OBJECTIVE: The purpose of this study was to assess the prevalence of modes of marijuana consumption among Colorado youth and explore variation by demographics, access, substance use, and risk perceptions.

METHOD: Data are from a 2013 survey of Colorado high school students (N = 25,197; 50.5% female). The outcome variable was usual mode of marijuana consumption (i.e., smoking, vaporizing, ingesting edibles, or other) among those reporting past 30-day marijuana use. Classification variables included sex, grade level, race/ethnicity, sexual orientation, current alcohol and cigarette use, frequent marijuana use, early marijuana use (<13 years), perceived harmfulness, and perceived wrongfulness. We calculated prevalence estimates overall and by the variables listed above, and also conducted multinomial logistic regression models.

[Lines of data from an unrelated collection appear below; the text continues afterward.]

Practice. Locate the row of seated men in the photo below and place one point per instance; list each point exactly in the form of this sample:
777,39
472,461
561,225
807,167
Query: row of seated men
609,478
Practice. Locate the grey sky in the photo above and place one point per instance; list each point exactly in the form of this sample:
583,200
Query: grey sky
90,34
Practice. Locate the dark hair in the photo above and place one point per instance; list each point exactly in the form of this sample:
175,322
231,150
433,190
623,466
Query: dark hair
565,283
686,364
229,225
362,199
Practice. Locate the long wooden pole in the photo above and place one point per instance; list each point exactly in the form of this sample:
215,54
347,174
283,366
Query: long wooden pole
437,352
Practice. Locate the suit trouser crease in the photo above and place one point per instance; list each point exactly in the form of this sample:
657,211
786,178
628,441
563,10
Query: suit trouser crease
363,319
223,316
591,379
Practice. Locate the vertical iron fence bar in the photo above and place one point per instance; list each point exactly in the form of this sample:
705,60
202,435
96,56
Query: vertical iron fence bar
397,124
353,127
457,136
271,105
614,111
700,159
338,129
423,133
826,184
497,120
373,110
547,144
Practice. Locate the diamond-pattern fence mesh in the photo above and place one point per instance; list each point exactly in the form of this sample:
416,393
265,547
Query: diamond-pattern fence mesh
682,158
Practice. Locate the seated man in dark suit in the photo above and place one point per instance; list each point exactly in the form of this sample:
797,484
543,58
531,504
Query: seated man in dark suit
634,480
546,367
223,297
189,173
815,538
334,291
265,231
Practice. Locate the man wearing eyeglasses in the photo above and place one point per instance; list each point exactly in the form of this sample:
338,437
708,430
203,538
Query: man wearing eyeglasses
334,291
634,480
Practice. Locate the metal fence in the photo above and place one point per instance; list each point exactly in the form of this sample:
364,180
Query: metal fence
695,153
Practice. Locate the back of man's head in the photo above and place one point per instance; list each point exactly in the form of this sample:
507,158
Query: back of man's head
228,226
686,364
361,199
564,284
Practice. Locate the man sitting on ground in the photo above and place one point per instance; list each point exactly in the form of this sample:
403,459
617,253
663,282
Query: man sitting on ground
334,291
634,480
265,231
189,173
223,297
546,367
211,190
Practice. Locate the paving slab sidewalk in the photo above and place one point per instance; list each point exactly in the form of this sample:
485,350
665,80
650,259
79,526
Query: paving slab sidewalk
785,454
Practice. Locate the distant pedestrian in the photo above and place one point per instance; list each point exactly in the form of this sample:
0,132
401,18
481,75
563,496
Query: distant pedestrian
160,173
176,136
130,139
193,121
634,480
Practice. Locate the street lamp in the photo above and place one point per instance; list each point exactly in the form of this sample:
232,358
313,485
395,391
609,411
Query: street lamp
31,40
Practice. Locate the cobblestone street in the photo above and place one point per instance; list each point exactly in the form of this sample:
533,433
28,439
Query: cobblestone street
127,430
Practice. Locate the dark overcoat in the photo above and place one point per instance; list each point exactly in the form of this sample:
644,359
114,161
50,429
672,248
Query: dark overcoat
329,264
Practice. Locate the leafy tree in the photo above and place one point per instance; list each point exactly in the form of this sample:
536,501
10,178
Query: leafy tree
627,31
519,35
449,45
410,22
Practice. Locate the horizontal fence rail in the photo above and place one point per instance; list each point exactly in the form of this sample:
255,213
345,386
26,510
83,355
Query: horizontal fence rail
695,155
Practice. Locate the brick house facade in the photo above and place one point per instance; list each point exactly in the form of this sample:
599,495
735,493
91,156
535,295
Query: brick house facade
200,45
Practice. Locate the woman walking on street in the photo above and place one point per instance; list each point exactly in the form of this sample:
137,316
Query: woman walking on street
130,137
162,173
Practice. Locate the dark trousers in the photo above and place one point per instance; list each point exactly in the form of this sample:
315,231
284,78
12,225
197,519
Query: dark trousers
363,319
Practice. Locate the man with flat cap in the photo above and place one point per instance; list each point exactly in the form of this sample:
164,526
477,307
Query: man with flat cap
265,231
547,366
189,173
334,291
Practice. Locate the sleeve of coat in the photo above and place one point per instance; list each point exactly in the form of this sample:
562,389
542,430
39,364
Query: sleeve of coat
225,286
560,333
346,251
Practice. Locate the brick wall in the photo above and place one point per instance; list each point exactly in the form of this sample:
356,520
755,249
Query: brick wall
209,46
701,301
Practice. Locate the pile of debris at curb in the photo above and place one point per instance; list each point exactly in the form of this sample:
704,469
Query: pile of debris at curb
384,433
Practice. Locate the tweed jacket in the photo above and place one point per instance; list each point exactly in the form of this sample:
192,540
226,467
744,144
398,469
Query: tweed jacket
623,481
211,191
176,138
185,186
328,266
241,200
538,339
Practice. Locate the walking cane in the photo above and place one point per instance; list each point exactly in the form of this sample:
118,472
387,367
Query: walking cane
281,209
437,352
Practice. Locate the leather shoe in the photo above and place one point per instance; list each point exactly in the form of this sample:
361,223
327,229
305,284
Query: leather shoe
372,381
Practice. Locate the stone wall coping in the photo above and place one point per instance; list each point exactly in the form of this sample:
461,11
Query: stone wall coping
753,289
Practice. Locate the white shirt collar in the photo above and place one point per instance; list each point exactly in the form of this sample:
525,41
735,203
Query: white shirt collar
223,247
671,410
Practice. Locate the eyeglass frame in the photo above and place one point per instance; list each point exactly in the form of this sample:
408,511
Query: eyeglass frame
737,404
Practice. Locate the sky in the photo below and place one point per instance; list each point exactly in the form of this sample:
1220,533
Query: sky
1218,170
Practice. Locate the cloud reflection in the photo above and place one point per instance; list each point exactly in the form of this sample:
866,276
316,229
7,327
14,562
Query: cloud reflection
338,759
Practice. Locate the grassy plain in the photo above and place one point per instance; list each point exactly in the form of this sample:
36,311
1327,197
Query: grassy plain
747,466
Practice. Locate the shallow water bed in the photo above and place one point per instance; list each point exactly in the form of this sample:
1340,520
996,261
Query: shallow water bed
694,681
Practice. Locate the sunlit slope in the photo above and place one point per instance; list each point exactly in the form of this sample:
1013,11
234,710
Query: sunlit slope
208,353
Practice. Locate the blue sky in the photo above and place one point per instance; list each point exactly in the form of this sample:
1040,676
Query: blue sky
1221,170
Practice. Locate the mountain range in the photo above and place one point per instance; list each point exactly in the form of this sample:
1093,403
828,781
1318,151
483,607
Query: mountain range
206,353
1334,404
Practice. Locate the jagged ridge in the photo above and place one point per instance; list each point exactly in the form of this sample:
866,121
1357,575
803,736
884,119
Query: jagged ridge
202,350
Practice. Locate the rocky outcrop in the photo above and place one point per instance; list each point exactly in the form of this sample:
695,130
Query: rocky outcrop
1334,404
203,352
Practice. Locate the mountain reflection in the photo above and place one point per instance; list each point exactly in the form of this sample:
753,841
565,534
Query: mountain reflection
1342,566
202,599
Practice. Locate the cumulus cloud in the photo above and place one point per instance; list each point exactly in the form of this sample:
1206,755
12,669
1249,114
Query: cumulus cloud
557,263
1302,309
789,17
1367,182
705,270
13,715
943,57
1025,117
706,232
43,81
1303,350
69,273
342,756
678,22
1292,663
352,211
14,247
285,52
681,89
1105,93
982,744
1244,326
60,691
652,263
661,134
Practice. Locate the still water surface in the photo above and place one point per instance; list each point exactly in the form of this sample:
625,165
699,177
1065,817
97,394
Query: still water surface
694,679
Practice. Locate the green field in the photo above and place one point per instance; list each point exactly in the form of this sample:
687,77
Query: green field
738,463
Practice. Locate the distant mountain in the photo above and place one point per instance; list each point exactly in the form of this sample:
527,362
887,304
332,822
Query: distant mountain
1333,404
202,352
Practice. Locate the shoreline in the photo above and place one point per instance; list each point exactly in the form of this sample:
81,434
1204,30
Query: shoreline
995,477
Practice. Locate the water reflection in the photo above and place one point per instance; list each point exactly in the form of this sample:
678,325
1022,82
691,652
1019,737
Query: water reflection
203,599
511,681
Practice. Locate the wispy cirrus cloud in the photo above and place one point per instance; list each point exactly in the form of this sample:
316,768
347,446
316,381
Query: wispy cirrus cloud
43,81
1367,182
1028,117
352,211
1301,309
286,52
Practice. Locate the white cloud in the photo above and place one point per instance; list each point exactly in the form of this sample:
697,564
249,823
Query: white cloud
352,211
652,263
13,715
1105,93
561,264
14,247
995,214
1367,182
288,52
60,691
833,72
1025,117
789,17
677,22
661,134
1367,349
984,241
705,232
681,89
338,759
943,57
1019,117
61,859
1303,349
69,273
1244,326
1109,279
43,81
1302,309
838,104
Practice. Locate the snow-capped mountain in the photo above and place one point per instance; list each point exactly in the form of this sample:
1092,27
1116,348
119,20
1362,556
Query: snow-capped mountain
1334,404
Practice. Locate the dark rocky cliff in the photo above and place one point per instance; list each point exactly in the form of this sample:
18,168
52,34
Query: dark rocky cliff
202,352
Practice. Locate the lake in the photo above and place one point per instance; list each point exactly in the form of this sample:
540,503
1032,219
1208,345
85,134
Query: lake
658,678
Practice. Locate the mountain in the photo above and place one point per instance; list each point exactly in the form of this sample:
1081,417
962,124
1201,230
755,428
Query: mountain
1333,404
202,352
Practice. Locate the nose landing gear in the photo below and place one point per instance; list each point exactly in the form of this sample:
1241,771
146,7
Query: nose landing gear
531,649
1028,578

RESULTS: Findings indicate that 15% of Colorado high school students who use marijuana report that they usually use a mode of consumption other than smoking. Among students reporting past 30-day marijuana use, 85% said smoking was their usual mode of consumption. The remainder reported that their usual mode of consumption was vaporizing (6%), ingesting edibles (5%), or another method (4%). Boys, Whites, Asians, and 12th graders were the most likely to report vaporizing. High perceived harmfulness was associated with vaporizing or ingesting edibles.

CONCLUSIONS: The majority of Colorado youth who use marijuana usually smoke it. Youth may be using vaporizers and ingesting edibles as a way to reduce the harm associated with inhaling combusted smoke.